Beyond that, one revelation in Khrushchev's memoir took me quite by surprise. Before World War II, the Soviet Union supplied arms and supplies to Chiang Kai-shek in his civil war against Mao Tse Tung. I'ev never come across that before. During and after the war, Chiang was our guy who stuck to the United States like glue, while Mao was a dirty Commie, indistinguishable from the devils in Moscow.
According to the notes of the book, "Mao never forgot" the early Soviet support for Chiang, which might well account for the tension and hostility that always existed between the USSR and Red China. Americans, I think, never really appreciated the depth of the hostility between the two countries. During the Vietnam War, the North Vietnamese continually played one off against the other to get the best deal on arms and food aid. In 1969, long after Khrushchev left the scene, China and the USSR actually engaged in a brief shooting war over some disputed territory. It didn't get a lot of attention at the time because when two totalitarian governments control all the news, not a lot leaks out. Neither side won the war, by the way. Both governments realized it was pretty foolish and agreed to a cease-fire.

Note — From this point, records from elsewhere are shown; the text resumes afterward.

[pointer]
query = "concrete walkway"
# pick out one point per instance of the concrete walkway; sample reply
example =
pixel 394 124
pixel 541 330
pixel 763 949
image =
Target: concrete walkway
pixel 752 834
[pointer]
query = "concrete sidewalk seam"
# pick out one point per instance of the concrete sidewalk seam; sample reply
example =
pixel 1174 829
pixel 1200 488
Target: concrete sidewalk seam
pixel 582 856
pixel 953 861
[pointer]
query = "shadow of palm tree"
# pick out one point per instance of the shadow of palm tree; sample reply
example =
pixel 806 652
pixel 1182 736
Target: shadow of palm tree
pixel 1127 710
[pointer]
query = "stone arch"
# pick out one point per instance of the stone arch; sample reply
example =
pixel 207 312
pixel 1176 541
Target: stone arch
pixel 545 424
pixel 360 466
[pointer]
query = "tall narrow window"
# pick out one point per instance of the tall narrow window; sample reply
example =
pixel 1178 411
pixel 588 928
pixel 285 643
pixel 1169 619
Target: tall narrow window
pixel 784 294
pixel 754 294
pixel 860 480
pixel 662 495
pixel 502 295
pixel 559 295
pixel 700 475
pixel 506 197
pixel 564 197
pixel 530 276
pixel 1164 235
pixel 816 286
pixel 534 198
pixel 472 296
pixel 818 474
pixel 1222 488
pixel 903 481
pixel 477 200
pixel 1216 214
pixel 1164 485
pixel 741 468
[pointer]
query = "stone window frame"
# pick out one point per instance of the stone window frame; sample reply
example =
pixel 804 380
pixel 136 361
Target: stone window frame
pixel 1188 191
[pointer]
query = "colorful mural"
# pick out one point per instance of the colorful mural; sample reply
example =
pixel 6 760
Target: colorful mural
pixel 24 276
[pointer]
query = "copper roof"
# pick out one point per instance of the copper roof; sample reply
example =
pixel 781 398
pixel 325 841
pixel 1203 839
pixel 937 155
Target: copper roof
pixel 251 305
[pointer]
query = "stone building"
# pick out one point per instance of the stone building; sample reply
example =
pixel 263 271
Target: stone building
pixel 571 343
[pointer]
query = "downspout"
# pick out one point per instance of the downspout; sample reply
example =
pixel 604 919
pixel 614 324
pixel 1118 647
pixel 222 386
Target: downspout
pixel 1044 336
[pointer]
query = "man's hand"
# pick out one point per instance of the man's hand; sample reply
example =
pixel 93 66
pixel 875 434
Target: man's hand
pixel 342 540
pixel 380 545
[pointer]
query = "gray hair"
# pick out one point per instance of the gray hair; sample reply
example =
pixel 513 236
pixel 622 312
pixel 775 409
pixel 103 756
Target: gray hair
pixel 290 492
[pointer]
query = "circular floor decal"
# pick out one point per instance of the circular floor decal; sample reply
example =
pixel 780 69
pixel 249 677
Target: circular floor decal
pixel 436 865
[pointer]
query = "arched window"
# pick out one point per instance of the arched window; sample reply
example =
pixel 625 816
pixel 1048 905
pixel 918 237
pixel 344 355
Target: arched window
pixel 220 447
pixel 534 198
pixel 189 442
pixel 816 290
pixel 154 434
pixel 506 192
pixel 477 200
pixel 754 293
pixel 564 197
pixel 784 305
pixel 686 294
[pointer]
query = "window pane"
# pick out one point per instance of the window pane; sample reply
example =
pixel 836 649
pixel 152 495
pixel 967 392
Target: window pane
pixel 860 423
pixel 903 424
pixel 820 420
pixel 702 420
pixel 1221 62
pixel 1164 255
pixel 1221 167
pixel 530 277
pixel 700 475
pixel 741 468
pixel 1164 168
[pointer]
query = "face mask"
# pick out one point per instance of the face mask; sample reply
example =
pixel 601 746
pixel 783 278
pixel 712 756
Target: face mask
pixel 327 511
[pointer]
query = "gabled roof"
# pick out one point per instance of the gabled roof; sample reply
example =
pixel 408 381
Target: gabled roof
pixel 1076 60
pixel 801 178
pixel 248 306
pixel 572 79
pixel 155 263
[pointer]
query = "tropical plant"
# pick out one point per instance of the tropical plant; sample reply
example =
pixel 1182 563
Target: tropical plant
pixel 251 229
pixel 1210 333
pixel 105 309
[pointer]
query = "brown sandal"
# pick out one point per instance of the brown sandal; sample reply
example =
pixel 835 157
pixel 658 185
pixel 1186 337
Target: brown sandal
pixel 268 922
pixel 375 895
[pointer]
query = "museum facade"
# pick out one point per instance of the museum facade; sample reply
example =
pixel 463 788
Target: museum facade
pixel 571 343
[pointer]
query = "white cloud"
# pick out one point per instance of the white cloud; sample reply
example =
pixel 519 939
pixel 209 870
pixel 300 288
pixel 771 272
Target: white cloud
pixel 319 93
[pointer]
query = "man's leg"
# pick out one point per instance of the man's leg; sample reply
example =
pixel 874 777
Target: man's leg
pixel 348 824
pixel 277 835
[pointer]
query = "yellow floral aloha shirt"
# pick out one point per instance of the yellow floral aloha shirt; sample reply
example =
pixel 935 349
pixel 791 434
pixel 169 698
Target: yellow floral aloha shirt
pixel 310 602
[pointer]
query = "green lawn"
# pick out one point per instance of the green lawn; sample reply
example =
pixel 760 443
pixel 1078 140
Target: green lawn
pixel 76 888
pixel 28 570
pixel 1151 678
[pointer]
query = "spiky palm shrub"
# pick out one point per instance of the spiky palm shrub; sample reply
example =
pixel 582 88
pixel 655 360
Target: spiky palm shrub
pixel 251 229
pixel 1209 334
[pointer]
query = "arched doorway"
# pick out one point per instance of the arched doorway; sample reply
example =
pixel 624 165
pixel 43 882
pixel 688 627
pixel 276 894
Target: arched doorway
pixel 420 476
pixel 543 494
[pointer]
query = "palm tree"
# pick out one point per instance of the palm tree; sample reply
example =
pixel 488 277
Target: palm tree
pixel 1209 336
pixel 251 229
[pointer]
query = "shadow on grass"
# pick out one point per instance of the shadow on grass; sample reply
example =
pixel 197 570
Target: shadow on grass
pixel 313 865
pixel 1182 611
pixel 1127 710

Also worth noting is Khrushchev's version of the Cuban Missile Crisis, which had 10-year-olds in schoolyards across the nation looking up at every plane passing overhead, wondering if that was the one that was going to drop the Bomb. It was a tense time.
Khrushchev's account is that by 1962, his government realized Cuba was a valued ally, and the U.S.-backed Bay of Pigs invasion, even though it was a disaster, was a sign that the United States would keep trying to overthrow Fidel Castro until it got it right. He decided to move ICBMs into Cuba as a warning to the United States that the U.S. mainland would be at risk if we invaded again.
In Khrushchev's eyes, the crisis played out as a Soviet victory because President Kennedy pledged (secretly) never to invade Cuba, and that was what Khrushchev wanted. Our side had better PR, however, and the world generally saw the crisis as the United States having forced the Soviets to back down. What Khrushchev saw as a victory actually was the trigger that began two years of plotting within the Kremlin. He was deposed in August 1964, a fact that goes totally unmentioned in the book.
The world has done pretty much a 180 since his day, and Khrushchev is not much remembered today. But he did live a heck of a life.